Certains importateurs mettent une partie de leurs quotas «en location», ce qui permet à d'autres importateurs d'augmenter leur volume d'importation. Autrement dit, certains s'enrichissent en ne faisant que louer leurs quotas. Et c'est tout à fait légitime, reconnaît M. Gosselin.

«Mais j'aimerais que le fédéral mette de nouveaux quotas en circulation», dit celui qui importe 70% de ses produits, principalement de France, mais aussi d'Angleterre, d'Espagne, du Portugal et, depuis peu, de la Suisse. Le reste des fromages que distribue la PME de 29 employés sont fabriqués au Québec et au Nouveau-Brunswick.

Pour l'heure, l'entrepreneur se débrouille plutôt bien. Il vend près de 20 000 kg de fromage par semaine dans plus de 1000 points de distribution, dont 80% sont au Québec et 20% dans le reste du Canada. L'Ontario et la Colombie-Britannique, provinces canadiennes les plus friandes de nouveautés, sont dans la ligne de mire du président de la PME. Il souhaite attaquer le marché des échoppes, puis étendre sa présence par l'entremise des magasins à grande surface.

Et le Canada est un marché prometteur. Selon Agriculture Canada, il se consomme annuellement, d'un océan à l'autre, près de 500 millions de kilogrammes de fromage, près de 12 kg par personne. On le devine, le cheddar et la mozzarella sont les plus prisés. Ce qui laisse encore beaucoup de place aux centaines de fromages fins d'ici et d'ailleurs qui ne demandent qu'à être découverts. À lui seul, le Québec compte plus de 80 producteurs de fromages.

Au-delà du marché canadien, Jean-Philippe Gosselin lorgne du côté américain, marché dans lequel les fromages d'ici sont encore peu présents. Pour y parvenir, l'homme d'affaires veut mettre la main sur une fromagerie où il pourrait fabriquer ses propres produits, dont le Tarapatapomme, un triple crème étagé avec des pommes caramélisées.

Récemment, M. Gosselin aurait eu la possibilité d'acquérir les équipements d'une fromagerie de Châteauguay qui a fermé boutique. Mais le propriétaire du bâtiment s'est montré trop gourmand et l'offre d'achat a été annulée. Ce n'est que partie remise, dit l'entrepreneur.

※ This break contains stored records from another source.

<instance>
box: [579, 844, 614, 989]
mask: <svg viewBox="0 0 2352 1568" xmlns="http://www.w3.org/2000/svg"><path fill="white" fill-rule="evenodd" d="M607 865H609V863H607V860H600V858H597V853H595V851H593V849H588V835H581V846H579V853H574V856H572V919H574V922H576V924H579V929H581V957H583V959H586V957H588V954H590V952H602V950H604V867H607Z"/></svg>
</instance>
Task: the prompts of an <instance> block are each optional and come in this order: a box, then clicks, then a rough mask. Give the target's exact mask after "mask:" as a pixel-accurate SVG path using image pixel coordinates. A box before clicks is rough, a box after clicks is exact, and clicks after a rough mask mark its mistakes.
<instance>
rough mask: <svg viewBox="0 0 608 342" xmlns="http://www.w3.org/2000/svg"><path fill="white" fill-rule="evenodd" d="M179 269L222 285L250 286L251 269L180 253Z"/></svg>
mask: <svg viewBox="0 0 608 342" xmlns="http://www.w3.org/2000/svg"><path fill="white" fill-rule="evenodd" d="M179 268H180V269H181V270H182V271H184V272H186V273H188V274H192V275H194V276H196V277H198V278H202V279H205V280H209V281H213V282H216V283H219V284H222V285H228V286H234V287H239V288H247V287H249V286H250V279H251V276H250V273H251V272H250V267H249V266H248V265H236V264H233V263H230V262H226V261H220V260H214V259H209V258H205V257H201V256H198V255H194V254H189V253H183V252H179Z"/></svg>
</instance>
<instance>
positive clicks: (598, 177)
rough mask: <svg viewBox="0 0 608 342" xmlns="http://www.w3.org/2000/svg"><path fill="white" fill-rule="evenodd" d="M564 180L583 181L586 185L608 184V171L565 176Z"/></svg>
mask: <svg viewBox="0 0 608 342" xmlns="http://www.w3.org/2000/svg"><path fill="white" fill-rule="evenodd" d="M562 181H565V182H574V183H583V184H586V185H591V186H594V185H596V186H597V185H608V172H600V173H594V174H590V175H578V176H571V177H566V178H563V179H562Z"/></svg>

Des 1000 fromages que la PME distribue, plus d'une centaine sont l'oeuvre de Jean-Philippe Gosselin. À ce jour, l'entrepreneur a fait fabriquer, selon des critères spécifiques (forme, type de croûte, etc.), pas moins de 127 fromages différents, dont les marques sont enregistrées. En vacances, M. Gosselin ne lit pas de romans policiers, mais plutôt des livres sur les fromages. Tous les ans, il se rend en Europe à la recherche de fromages uniques. Il sillonne les régions rurales. Cette année, il dit avoir découvert 70 perles rares qu'il compte importer.

Jean-Philippe Gosselin évolue dans l'univers des fromages depuis 30 ans. À la fin des années 70, sa conjointe, Lucie Paulhus, et lui ont acheté un petit réseau de distribution de fromages à Beloeil. En 15 ans, ils l'ont transformé en une mine d'or, faisant passer son chiffre d'affaires de 300 000$ à près de 20 millions. En 1996, Saputo en est devenu propriétaire.

Alors âgés dans la jeune quarantaine, le couple aurait pu se la couler douce. Il a plutôt choisi de fonder une fromagerie à Brigham dans les Cantons-de-l'Est. À cette fromagerie (dotée d'impressionnantes salles d'affinage dans des silos) se sont greffés une cidrerie, puis un restaurant. Situé en zone verte, le commerce n'était toutefois pas en règle, selon le ministère de l'Agriculture (MAPAQ) qui a mis un frein à l'aventure des entrepreneurs.

Mais, force est de constater que «ça a été un mal pour un bien», pour citer Jean-Philippe Gosselin.